Orang bertopeng tersebut menghampiri Chua, lalu membekap mulutnya dan menempelkan pisau dileher anak itu.
Jessi menangis melihatnya, sementara Didi menatap lekat mata pria bertopeng tersebut.

"Jangan berteriak, atau kalian kuhabisi!" hardiknya. Chua menghentikan teriakannya, tubuhnya bergetar hebat.

"Ikut Aku!" pria tersebut mendorong tubuh Joshua, lalu menyeret lengan Didi tanpa peduli ketakutan pada wajah-wajah kecil itu.

"Didiiii!" pekik Jessi dan Joshua bersamaan. Joshua ikut menangis, ia melupakan gengsinya kali ini di depan orang lain.

"Nenek, tolong jaga Didi dari penjahat itu..." bisik Jessi dengan bibir bergetar.

"Nenek siapa, jessi?!" teriak Joshua, sambil menatap tajam wajah Jessi.

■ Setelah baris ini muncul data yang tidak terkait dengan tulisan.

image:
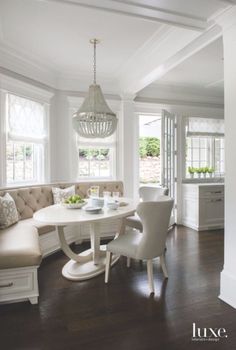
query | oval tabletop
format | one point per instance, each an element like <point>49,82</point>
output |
<point>58,215</point>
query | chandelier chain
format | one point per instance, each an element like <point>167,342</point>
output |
<point>94,61</point>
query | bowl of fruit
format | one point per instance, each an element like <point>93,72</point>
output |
<point>74,202</point>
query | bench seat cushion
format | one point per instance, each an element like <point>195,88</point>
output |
<point>19,246</point>
<point>41,228</point>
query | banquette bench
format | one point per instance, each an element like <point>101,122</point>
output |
<point>24,244</point>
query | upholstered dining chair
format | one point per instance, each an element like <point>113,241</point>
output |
<point>150,244</point>
<point>146,193</point>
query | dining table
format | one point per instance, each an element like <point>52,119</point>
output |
<point>90,262</point>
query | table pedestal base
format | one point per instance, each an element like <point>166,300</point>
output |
<point>80,271</point>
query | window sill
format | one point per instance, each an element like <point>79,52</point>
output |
<point>202,180</point>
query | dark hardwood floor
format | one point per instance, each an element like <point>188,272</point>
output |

Jessi bungkam, ia menatap kepergian Didi yang diseret pria yang tidak mereka kenali itu.

"Jessi! Nenek siapa yang kau sebut tadi?!" teriak Chua sekali lagi. Jessi menatap wajah pria itu, kemudian menghapus air matanya dengan kasar.

"Kau tidak pernah percaya dengan ucapan Aku kan, Chua?! Untuk apa Kau bertanya lagi padaku! Dasar pria menyebalkan!" balas Jessi, ia kembali menangis memeluk lutut, dan berharap semoga Mommy dan Daddy nya segera pulang.

*

Tiga puluh menit kemudian, setelah Didi berhasil dibawa oleh manusia bertopeng.

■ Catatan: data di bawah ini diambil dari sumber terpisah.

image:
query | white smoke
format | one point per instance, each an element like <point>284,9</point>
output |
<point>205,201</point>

"Astaga! Ya Tuhan, Barnes, apa yang terjadi?! Didi! Jessi! Joshuaa!" teriak Audrey sambil menatap cemas pada kaca yang tercerai berai.
Hans Barnes yang baru turun dari mobil sama-sama nampak resah.

"Mommy!" teriakan Jessi setidaknya membuat Audrey sedikit bernapas lega.
Perempuan itu buru-buru menghampiri Jessi dan memeluknya.
Gadis kecil itu menangis meraung-raung. Dan Audrey berpikir belum saatnya mencari tahu pada gadisnya, tentang apa yang sebenarnya terjadi. Sebaiknya, ia biarkan Jessi menghabiskan ketakutannya lewat air mata.

"Daad... Didi... Didi dibawa kabur oleh manusia ber ber bertopeng..." ungkap Jessi disela tangisnya.

Joshua masih memeluk lengan Hans Barnes. Kemudian kedua orang tua itu menggendong masing-masing anaknya, dan membawa keduanya ke sofa.

*

Jessi dan Joshua sudah tenang. Audrey sudah memberi mereka minum. Dan kini, Kedua orangtua itu diam menatap mereka berdua, menanti dengan cemas penjelasan keluar dari bibir mereka dengan sendirinya.

"Kami sedang berjalan, mau tidur ... Tiba-tiba saja kaca pecah. Dan laki-laki yang memakai topeng itu muncul dari jendela. Dia menyeret Didi pergi, Mom..." cerita Joshua yang dianggukkan oleh Jessi.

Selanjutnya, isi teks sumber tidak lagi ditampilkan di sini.